Ce mercredi, le BHV de Grenoble a ouvert, après plusieurs mois de report, son premier corner dédié à la marque chinoise Shein - à l'image des autres villes de province Dijon, Limoges, Angers et Reims - Malgré les controverses, une poignée de curieux était au rendez-vous.
Ce mercredi matin, devant le BHV de Grenoble, tout le dispositif était prêt pour accueillir la marque Shein. Celle-là même qui a valu la perte du nom des Galeries Lafayette aux grands magasins repris par le groupe lyonnais SGM (Société des Grands Magasins). Sur la droite de l'entrée principale, un accès dédié aux clients de la marque avait même été matérialisé par des rubans et des panneaux, annonçant l'installation de Shein au 3e étage du grand magasin.

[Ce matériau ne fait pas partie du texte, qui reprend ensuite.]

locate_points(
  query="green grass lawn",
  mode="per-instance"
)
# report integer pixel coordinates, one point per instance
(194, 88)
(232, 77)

Une conquête qui n'a pas soulevé les foules, dans un sens comme dans un autre : alors que les critiques avaient fusé lors de l'annonce du partenariat entre le géant de la fast fashion et l'enseigne BHV à Paris et en province, pas de manifestation à l'horizon pour cette ouverture. Mais un service d'ordre renforcé et vigilant, «comme dans le cadre des opérations spéciales», nous confirme la direction du magasin.
Peu avant l'ouverture officielle, prévue à 10 heures, seule une poignée composée de curieux et de quelques clients réguliers campait devant l'entrée. La dizaine de journalistes présents sur les lieux était aussi attendue de pied ferme, avec une entrée dédiée et un badge aux couleurs de la marque. Après la fouille des sacs, direction au 3e étage où le corner Shein occupe depuis ce matin près de 600 mètres carrés, aménagés au sein de l'étage réservé jusqu'ici aux marques enfants.
Younès, 50 ans, fait partie des curieux qui patientent : « j'ai moi-même quatre enfants, dont trois filles, et ils sont fans de cette marque, qui est abordable... je suis donc venu voir un peu ce que c'est, et j'en parlerai à la maison ensuite ». Juste à côté, Nora, 47 ans, est venue elle aussi par curiosité pour elle et ses filles, qui achètent déjà des vêtements de la marque en ligne.
«Je sais bien que ce n'est pas la même chose que la fabrique française, mais mes filles commandent souvent sur internet, tous les trois mois environ, et il faut dire que les prix sont très bas... Ca rentre dans notre petit budget », glisse cette maman.